The franchise disclosure document and agreement are very important and complex legal documents which spell out the terms and guidelines between you as franchisor and your franchisee.

This document must be prepared by an experienced solicitor since it serves as the “Bible” of your franchise. It covers each and every aspect of your business, and guides you in operating your franchise.

New guidelines for franchises have been framed by the Federal Trade Commission. ‘Uniform Franchise Offering Circular’, or UFOC, the earlier name of guidelines, has been changed to the ‘Franchise Disclosure Document’, or FDD. The Commission also incorporated new requirements in the content of FDDs. Non-conformance to the new guidelines will attract penalties, fees and lawsuits.

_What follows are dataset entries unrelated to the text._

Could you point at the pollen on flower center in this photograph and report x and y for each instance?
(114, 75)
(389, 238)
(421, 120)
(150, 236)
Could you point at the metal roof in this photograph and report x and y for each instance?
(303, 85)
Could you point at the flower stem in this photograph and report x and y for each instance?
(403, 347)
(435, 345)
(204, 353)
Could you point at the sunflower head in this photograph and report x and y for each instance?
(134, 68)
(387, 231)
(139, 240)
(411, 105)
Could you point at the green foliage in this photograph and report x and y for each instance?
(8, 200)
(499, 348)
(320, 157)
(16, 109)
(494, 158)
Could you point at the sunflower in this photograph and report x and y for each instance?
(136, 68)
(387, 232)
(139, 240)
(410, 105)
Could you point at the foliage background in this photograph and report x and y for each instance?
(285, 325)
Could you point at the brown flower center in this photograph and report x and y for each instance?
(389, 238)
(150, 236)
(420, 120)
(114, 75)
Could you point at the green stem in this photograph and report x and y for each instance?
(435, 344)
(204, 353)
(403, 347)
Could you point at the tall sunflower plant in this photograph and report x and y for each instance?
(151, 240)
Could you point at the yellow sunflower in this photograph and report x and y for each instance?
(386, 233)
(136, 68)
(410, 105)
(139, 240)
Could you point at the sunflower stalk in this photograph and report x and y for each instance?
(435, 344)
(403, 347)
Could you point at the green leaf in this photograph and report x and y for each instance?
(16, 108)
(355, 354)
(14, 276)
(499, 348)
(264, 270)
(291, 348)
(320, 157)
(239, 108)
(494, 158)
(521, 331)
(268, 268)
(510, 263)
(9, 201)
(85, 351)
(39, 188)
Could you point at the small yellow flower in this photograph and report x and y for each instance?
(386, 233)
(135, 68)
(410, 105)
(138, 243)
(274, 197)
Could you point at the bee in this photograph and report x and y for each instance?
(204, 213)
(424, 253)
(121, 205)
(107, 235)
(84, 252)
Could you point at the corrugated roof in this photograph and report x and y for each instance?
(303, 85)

Major changes in new FDD with respect to UFOC are explained below.

  1. FDD encourages disclosure of earnings. Details regarding business costs can be disclosed freely. Financial results of a subset of franchisees can be furnished without comparing them to entire chain of franchises.

  2. FDD makes it mandatory for franchisors to disclose contact details of all franchisees in their system, including those approved by franchisors as independent associations. In the past, as per UFOC guidelines, prospects had themselves to find independent associations.

  3. FDD and other related documents can now be sent electronically. This change will save money and enable them to send information quickly to their prospects.

  4. Franchisors are now required to list all the suits of previous year filed by them against franchisees.

FDD will provide more transparency. If all the documents comply with legal requirements, you will have no risk in running your franchise successfully.